E havia também a paçoca de roça da vó Maria. Ah… Que festa se fazia cada vez que vó Maria convocava a família toda para socar o amendoim e o açúcar no pilão centenário até se transformar em paçoca. Era uma farra só. Fazíamos fila indiana para socar o pilão e a cantoria corria solta acompanhada de muitas risadas. O brilho de prazer nos olhares ficou registrado na minha memória. Coisa gostosa lembrar a barriga da minha avó balançando de cima pra baixo enquanto cantava, assoviava e ria. Tudo ao mesmo tempo e dizendo: Soca direito canaiada! Soca com gosto, pra valer! – e dizendo isso caía na risada banguela que me encantava.
Sua lembrança é tão nítida em minha mente: baixinha, gordinha, sempre de vestido florido e avental. E jamais se separava de seu lenço na cabeça feito camponesa que foi de fato. Mesmo morando na cidade, não abriu mão de seus hábitos. Cozinhava assobiando canções de Cascatinha e Inhana:
“Índia seus cabelos nos ombros caídos
Negros como a noite que não tem luar
Seus lábios de rosa para mim sorrindo
E a doce meiguice desse seu olhar
Índia da pele morena
Sua boca pequena eu quero beijar”
E o que dizer do vô Dito, índio de nascença, criado por família branca, músico nato que tocava um bandolim como poucos. Cozinheiro exímio, desenhista talentoso que instigou e deu-me a mão nos primeiros passos de meus riscados. Adorava me desafiar e assim, de linhas em linhas fui aprendendo e aperfeiçoando meu traço nos desenhos. Como ele, virei retratista e passei a andar sempre com um bloco de papel e lápis olhando, observando e desenhando todos que me chamavam a atenção.

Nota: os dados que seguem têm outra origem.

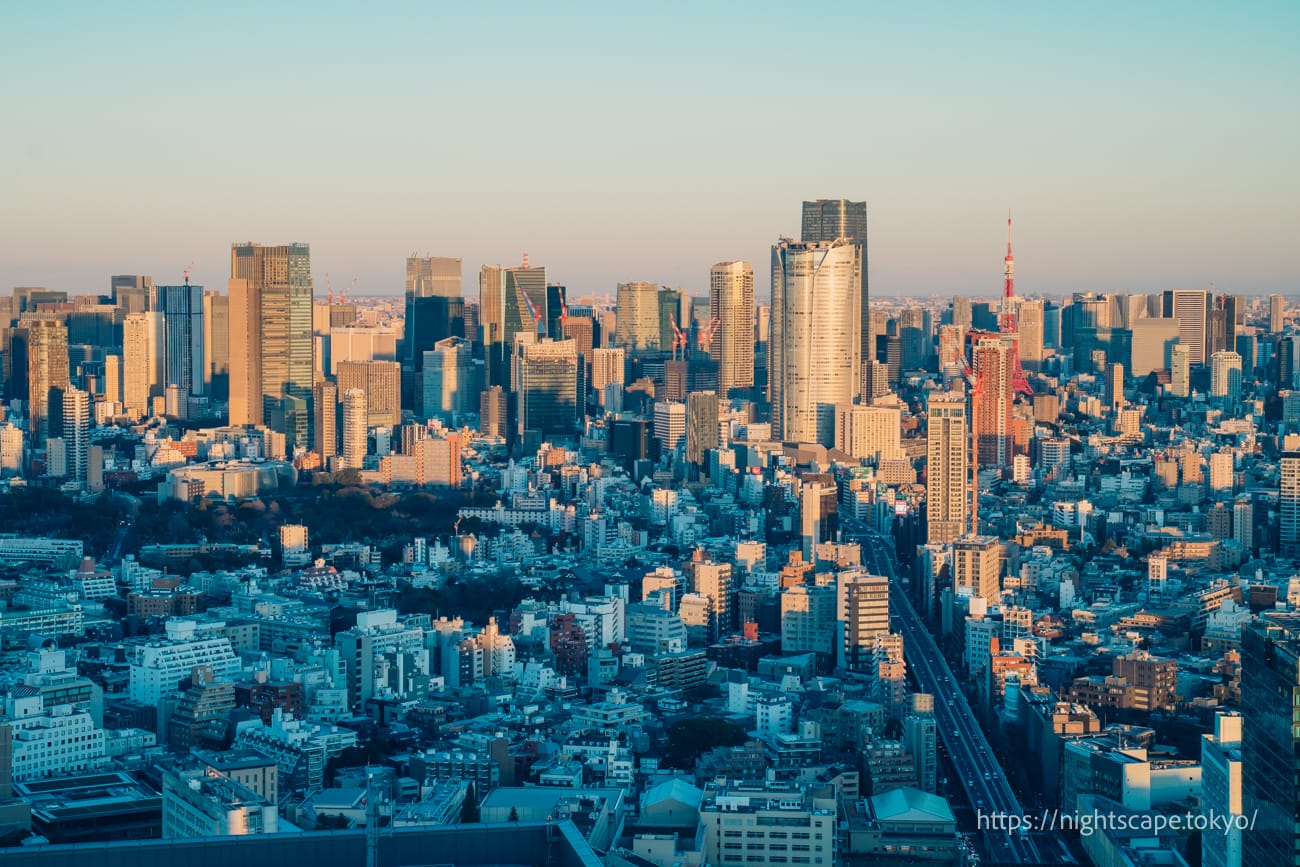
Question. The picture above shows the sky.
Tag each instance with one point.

Sua morte, atropelado numa avenida movimentada serviu de divisor de águas em minha vida – até então, inocente e longe de qualquer fantasma.
Sofri muito. Sentia sua falta e cheguei a ficar doente. Anos mais tarde, já adulta, soube pela minha mãe que minha professora chegou a avisá-la de ter me visto várias vezes no local de sua morte olhando para o solo de piche.
Confesso que até hoje não me lembro desses dias.
Segui os outros anos até chegar a adolescência desenhando cada vez mais e melhor. Cheguei a ganhar uma maleta com várias bisnagas de tinta a óleo e pinceis de todos os tipos e tamanhos além de telas. Ganhei esse precioso presente de um pintor naif, hoje conhecido mundialmente por Madalena. Foi uma alegria tão grande que passei a pintar sem parar.
Até que a vida me chamou para a dura realidade e passei a trabalhar longe de casa para ganhar um salário melhor. Não tive mais tempo para desenhos, pinturas e sonhos.
A vida me embruteceu. Por mais de trinta anos, nunca mais peguei num grafite muito menos em pincéis. Houve um bloqueio no desenho, ocorreu uma atrofia no músculo principal – meu coração, transformando-me num autômato. Passei anos a fio somente executando tarefas materiais e necessárias. A rotina me engoliu fazendo-me refém da acidez. Deixei de enxergar beleza, leveza. Tornei-me rude comigo mesma e com as pessoas.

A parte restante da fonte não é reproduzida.